The Good. Buffalo's pass defense rebounded nicely. Sure, it was not all perfect - Kevin Kolb running wild comes to mind - but the defense played the way we all thought it would in the off-season. The pass rush terrorized Arizona quarterbacks, sacking Kolb and John Skelton five times, hitting them seven times, and accounting for numerous pressures not recorded on the score sheet. If not for Kolb's legs, Arizona may not have been able to pass, and I write that in all seriousness. While the Arizona offensive line leaves something to be desired, Buffalo's defense should therefore have made it difficult for the Cardinals to pass - and they did. Cardinals quarterbacks completed less than 50 percent of their passes, and only averaged 4.2 yards per completion. Larry Fitzgerald was "contained" as well as a team can. He was targeted 12 times, and caught six passes for less than 100 yards. The rest of the Cardinals combined for 10 receptions and 73 yards. Finally, I'd be remiss if I did not mention the hero of the game, Jairus Byrd, whose second interception, coming in overtime, set up the game-winning field goal. Very nice rebound game for the defense.

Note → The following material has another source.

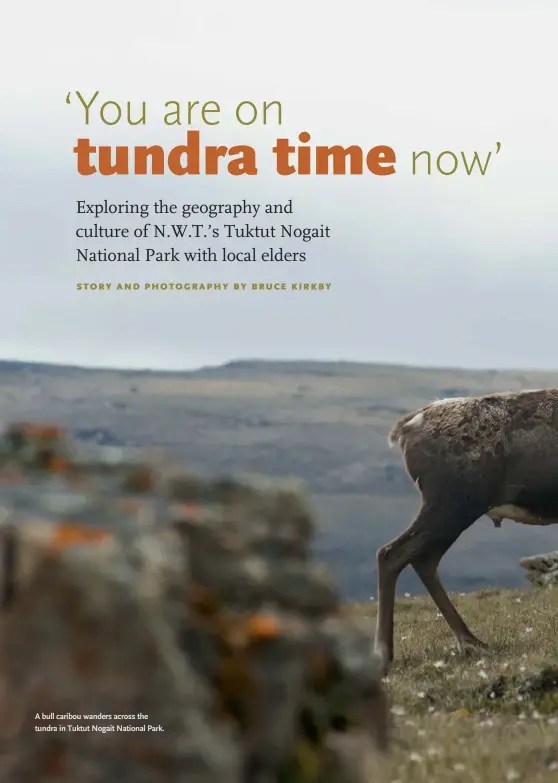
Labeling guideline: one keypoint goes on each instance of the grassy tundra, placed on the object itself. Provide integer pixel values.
(490, 718)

The Bad. I debated whether to broach this topic, being admittedly biased on the subject. But it's time. Ryan Fitzpatrick is holding the Buffalo offense back. When Chan Gailey decided to let his running backs drive the offense and limit the passing game, Buffalo generally gained yardage and moved the chains. Let's review the two touchdown drives: on the first, Buffalo went 51 yards for the touchdown; Gailey called six runs (which gained 27 yards) and four passes, one of which turned into a Fitzpatrick scramble for four yards. On the three other passes, Fitzpatrick went 2-of-3 for 18 yards. On Buffalo's other scoring drive, Gailey called four runs and one pass, gaining 80 yards. Fitzpatrick completed one pass, an easy slant to Stevie Johnson, who ran for the majority of the 23-yard completion. On all other drives, Fitzpatrick completed more than two passes during the drive only twice, and went 2-of-9 converting third downs through the air. When his team needed him the most, in overtime - when a team needs a franchise quarterback - Fitzpatrick went 0-for-5 passing. Receivers like Johnson and Scott Chandler are getting open and getting missed. Fitzpatrick missed a wide open Fred Jackson on an easy pass that would have converted a third down in overtime. Great quarterbacks make plays, and they make plays when their team needs them. It's time to ditch the hope of building an entire team to support an average quarterback.

Let's Not Overreact. Some of the play calling on offense and defense left me scratching my head. For the most part, I thought Gailey called a solid game, which would look better with some better execution. We all know where I'm going here: what was he thinking with the Brad Smith bomb? Why make that call? Before we call for his job, that play stands out as one bad call among a lot of good calls. Similarly, why didn't Buffalo put a spy on Kolb? Before the fan base renews calls for Dave Wannstedt's job, remember that he can't design a defense that defends everything, and his defense played well against the pass. Overall, following a disasterous game for the coaching staff in San Francisco, the coaches put together a solid game plan.

Outlook. Buffalo can have a winning record at the bye week. After the past two weeks, that seems unthinkable. Buffalo's defense looks back on track, C.J. Spiller and Jackson are getting healthier by the week, and the Bills appear to have avoided another injury disaster. More importantly, the Bills won a game that required them to play a full game and win at the very end. They even got lucky. Buffalo now heads home to face the Tennessee Titans with a chance to enter the bye week 4-3, and prove that they've shaken the illness they contracted in Weeks 4 and 5.